Dutch doctor Annelot van der Hooft hasn’t let border closures, COVID-19 restrictions and quarantine with a baby, stand in the way of a once in a lifetime opportunity to work as an RACQ LifeFlight Rescue Critical Care Doctor.
The pandemic cast uncertainty over her Australian aeromedical adventure, with her exemption to enter the country coming through just hours before her international flight.
“We weren’t sure when we would make it, first of all because I wasn’t sure whether my hospital would let me go, whether they would need me in intensive care,” Dr van der Hooft said.
“I wasn’t sure if there were going to be flights and obviously the borders are closed,” she said.
Fortunately, she got the “go ahead” just in time and was able to set flight across the world, with her husband, baby and golden retriever in tow.
It’s been a lifelong dream to work as a doctor on a retrieval helicopter.
“When I was a five-year-old girl, I told my mum I want to be a doctor that comes from a rope to a ship,” Dr van der Hooft said.
Dr van der Hooft is one of 23 new new retrieval registrars who will be based with aeromedical services across Queensland.
Eight will be based Brisbane, working with the RACQ LifeFlight Rescue helicopter, the RACQ LifeFlight Rescue Air Ambulance Jets, the Royal Flying Doctors Service (RFDS) and Queensland Government Air (QGAir).
Having worked as a physician on a ship in Antarctica and as an expedition doctor on bicycle tours of Africa and South America, she’s already had a taste of pre-hospital care.
But the helicopter is a whole new world.
“Because Australia is such a big country and Queensland’s such a big state, here I get a chance to transport a lot of patients – whereas back home, we don’t really transport a lot of patients by air, everything is done by road,” she said.
After fourteen days quarantined in a Gold Coast hotel, Dr van der Hooft was eager to launch into LifeFlight’s world renowned training course, along with the other new recruits.
Dr van der Hooft’s training started with Helicopter Underwater Escape Training (HUET), where trainees learn and practice how to break out of an aircraft, in the highly unlikely case it’s submerged in water.
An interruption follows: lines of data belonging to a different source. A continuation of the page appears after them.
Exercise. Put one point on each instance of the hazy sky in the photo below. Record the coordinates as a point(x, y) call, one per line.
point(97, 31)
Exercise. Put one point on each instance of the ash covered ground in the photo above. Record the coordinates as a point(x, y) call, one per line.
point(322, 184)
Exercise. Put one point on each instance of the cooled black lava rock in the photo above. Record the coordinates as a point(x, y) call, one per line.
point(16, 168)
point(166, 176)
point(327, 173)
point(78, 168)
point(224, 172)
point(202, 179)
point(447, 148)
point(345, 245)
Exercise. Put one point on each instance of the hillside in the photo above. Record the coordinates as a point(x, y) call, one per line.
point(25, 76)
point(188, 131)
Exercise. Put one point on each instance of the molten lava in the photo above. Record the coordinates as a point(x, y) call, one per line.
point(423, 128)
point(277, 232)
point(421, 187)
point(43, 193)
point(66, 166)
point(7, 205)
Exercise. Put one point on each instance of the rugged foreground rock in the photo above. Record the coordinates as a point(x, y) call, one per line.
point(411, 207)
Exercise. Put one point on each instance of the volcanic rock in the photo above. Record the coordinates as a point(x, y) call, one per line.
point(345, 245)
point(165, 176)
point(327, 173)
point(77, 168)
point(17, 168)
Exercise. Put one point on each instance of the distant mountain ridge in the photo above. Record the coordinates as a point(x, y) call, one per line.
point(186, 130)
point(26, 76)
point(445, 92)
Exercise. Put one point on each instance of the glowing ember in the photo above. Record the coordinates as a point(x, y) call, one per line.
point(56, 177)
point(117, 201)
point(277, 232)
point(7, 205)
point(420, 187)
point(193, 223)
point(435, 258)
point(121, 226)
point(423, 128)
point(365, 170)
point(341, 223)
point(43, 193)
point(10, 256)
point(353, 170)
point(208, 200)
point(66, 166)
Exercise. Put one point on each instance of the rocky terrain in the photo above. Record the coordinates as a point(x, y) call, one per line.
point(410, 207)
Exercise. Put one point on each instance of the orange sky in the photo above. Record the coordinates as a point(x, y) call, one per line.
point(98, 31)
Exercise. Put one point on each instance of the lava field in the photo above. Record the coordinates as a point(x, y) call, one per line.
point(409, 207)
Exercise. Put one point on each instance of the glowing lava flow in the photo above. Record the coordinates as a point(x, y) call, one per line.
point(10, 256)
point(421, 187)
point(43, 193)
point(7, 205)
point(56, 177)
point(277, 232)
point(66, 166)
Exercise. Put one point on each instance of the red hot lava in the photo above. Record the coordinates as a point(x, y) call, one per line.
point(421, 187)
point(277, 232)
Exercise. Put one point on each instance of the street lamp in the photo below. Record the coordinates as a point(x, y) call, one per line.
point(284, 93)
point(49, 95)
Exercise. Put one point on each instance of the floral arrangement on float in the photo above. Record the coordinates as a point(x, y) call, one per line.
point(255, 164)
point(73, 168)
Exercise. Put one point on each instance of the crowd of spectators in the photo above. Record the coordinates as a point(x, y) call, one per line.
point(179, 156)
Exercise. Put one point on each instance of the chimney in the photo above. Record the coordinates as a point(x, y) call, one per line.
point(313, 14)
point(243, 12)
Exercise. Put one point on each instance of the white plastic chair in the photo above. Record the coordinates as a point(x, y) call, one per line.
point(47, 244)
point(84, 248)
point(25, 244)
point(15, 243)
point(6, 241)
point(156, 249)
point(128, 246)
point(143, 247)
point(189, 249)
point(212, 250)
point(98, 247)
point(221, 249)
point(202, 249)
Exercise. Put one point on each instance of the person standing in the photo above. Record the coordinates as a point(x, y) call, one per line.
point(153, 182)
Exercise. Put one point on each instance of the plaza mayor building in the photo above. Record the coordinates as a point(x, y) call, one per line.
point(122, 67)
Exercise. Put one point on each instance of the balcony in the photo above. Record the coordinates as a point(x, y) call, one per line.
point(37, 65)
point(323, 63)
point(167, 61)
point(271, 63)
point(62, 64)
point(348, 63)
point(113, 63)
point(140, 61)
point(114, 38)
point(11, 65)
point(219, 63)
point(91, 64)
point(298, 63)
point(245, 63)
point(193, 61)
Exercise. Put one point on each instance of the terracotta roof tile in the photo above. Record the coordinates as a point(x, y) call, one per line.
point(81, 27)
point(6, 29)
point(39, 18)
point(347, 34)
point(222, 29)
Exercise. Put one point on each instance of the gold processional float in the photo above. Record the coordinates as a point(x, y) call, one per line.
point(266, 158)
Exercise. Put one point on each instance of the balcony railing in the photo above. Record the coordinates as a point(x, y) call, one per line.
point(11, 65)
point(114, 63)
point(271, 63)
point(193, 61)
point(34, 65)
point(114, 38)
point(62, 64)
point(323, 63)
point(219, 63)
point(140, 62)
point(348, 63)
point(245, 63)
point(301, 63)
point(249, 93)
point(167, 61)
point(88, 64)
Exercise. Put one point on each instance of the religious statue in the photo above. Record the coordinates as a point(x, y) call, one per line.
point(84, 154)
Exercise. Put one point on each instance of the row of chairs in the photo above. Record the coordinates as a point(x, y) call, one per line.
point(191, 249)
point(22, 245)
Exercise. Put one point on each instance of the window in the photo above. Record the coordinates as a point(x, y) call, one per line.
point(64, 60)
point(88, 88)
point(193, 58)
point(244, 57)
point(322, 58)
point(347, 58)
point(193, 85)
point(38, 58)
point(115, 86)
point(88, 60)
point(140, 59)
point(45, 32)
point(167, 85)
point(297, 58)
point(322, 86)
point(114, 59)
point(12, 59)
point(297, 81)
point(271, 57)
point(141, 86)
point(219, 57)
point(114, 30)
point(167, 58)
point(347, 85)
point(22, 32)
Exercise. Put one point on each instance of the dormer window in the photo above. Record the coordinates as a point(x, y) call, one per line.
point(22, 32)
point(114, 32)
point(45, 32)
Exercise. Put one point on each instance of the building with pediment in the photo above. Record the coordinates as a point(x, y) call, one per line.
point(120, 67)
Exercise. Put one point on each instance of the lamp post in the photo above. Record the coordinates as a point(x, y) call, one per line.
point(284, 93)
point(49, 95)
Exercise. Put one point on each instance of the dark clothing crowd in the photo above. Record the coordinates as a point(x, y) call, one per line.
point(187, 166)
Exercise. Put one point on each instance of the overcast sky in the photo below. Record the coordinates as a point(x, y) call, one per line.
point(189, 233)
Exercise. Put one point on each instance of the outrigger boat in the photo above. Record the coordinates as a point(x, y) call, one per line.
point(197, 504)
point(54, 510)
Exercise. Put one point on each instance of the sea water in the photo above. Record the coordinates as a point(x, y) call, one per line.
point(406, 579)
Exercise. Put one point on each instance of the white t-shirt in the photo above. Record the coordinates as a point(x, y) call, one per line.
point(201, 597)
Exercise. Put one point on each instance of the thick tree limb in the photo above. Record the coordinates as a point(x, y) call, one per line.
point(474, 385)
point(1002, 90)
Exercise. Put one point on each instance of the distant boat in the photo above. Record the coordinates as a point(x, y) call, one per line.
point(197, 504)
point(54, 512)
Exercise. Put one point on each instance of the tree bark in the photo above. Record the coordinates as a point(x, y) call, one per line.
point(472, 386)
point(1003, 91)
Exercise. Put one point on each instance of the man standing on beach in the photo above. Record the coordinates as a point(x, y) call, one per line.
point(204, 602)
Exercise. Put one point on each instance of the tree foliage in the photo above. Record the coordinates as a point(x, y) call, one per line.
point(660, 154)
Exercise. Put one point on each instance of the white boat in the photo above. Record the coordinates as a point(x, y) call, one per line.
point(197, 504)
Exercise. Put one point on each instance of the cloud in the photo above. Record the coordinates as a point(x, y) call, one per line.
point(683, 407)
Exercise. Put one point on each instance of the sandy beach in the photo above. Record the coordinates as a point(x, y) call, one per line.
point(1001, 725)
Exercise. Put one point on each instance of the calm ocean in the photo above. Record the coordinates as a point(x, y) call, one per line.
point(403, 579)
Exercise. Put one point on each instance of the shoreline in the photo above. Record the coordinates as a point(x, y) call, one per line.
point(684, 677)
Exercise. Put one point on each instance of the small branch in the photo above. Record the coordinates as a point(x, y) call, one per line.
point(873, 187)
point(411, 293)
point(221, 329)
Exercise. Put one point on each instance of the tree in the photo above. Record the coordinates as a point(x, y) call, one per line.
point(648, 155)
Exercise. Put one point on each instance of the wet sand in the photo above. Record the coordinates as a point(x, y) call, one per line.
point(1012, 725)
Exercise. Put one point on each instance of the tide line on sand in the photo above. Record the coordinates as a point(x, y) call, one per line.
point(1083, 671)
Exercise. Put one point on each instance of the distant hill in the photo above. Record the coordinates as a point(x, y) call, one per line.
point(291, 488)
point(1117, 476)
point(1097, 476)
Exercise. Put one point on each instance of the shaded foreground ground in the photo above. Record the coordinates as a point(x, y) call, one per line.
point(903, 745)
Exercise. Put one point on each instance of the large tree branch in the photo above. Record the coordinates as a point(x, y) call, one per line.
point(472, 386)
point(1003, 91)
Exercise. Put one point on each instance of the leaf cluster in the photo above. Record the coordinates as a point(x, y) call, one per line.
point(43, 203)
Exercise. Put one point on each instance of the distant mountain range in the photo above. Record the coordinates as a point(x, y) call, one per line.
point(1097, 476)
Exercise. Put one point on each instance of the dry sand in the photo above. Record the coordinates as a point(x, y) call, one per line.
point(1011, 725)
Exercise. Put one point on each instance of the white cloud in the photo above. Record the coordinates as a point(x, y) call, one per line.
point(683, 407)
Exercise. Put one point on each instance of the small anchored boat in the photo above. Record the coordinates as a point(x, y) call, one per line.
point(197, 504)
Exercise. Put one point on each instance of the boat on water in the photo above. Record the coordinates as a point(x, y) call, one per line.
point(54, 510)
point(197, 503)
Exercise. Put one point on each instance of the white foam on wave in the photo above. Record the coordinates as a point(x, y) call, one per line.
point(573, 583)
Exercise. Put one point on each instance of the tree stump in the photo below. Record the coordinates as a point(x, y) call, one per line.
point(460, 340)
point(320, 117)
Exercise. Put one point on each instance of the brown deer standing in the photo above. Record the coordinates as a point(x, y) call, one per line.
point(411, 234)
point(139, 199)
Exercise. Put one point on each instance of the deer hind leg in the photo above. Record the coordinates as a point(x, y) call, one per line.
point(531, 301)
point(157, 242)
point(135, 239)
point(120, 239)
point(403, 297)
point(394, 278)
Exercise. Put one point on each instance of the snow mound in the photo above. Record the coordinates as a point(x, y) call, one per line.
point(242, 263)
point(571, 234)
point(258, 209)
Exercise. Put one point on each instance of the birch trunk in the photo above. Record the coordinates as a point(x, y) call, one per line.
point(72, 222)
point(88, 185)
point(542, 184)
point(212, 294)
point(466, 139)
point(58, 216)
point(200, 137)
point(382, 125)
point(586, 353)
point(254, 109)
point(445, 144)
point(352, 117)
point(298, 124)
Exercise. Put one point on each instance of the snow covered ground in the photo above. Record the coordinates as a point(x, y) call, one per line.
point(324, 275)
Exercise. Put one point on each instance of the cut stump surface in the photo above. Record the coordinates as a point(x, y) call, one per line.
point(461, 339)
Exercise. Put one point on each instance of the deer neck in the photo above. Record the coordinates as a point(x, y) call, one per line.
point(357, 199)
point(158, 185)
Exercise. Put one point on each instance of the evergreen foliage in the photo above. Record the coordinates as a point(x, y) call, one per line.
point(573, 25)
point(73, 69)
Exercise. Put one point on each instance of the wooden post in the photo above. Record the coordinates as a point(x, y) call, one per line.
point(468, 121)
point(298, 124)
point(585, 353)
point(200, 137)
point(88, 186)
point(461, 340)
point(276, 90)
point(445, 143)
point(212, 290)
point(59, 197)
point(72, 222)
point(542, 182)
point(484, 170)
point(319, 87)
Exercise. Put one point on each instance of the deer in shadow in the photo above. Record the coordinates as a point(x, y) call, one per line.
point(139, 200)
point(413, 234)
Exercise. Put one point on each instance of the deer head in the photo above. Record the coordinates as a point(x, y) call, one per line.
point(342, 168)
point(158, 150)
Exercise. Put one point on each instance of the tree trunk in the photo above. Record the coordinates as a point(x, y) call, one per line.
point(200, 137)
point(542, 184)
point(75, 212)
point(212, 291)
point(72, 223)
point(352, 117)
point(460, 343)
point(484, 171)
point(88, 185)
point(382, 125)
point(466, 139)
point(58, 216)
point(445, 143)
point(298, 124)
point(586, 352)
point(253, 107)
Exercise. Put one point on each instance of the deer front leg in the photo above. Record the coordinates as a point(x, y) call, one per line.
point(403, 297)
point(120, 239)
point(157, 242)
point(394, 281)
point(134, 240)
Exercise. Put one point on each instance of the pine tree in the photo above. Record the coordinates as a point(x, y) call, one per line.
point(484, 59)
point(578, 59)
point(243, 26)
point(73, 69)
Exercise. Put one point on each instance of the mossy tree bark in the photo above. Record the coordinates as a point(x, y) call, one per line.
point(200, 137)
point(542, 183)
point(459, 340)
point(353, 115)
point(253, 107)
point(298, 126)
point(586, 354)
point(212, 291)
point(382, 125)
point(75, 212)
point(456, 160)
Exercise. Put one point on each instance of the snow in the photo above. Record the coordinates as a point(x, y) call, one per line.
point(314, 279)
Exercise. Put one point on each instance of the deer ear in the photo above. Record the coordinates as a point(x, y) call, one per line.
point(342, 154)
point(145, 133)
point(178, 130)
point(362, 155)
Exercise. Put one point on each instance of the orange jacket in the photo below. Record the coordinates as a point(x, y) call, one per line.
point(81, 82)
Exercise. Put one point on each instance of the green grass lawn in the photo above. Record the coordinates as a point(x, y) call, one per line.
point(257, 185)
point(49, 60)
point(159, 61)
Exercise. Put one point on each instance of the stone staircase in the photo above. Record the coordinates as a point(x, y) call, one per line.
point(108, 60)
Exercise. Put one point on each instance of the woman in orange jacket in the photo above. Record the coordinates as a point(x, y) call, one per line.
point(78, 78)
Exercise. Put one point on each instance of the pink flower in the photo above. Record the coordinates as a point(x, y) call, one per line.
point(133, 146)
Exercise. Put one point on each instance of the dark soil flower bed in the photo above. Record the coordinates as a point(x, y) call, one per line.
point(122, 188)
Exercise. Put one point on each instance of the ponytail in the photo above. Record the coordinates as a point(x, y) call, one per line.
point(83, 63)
“It could save these doctors’ lives, most of the time people in the aircraft will survive the impact, so it’s just orientating themselves in the aircraft, knowing their plan and being able to escape,” LifeFlight Training Academy Sea Survival Instructor Jenevieve Peacock said.
The registrars then took to the skies, to learn how to be winched down to a patient and bring them back up the wire, to the safety of the chopper.
RACQ LifeFlight Rescue’s Chief Aircrew Officer Simon Gray said it’s a crucial skill that allows doctors to deliver critical medical care in otherwise inaccessible locations, such as boats at sea and rocky mountain peaks.
“By being able to winch a doctor to the ground, means they can stabilise the patient and the chances of that person surviving, if they’re injured, is so much higher, which is so much what we’re about,” he said.
The doctors also underwent an intensive clinical skills course, which features a series of high-pressure scenarios at the Queensland Fire and Emergency Service’s Whyte Island facility.
The realistic scenes included a car crash, a wild house party and an accident in a dark, noisy ship, to give recruits hands-on experience of scenarios they could face on the job.
The Brisbane-based doctors also undergo QGAir specific aircraft familiarisation training, including winching with QGAir aircrew.
QGAir General Manager, Samantha Stream, said QGAir is delighted to welcome Dr van der Hooft.
“We are proud to team with LifeFlight to enable highly-trained critical care doctors to be transported across the State’s aeromedical network and respond to emergencies,” Ms Stream said.
The majority of the doctors’ work is performed on behalf of Queensland Health, under a ten-year service agreement.
RACQ are proud sponsors of the LifeFlight Rescue Critical Care Doctors.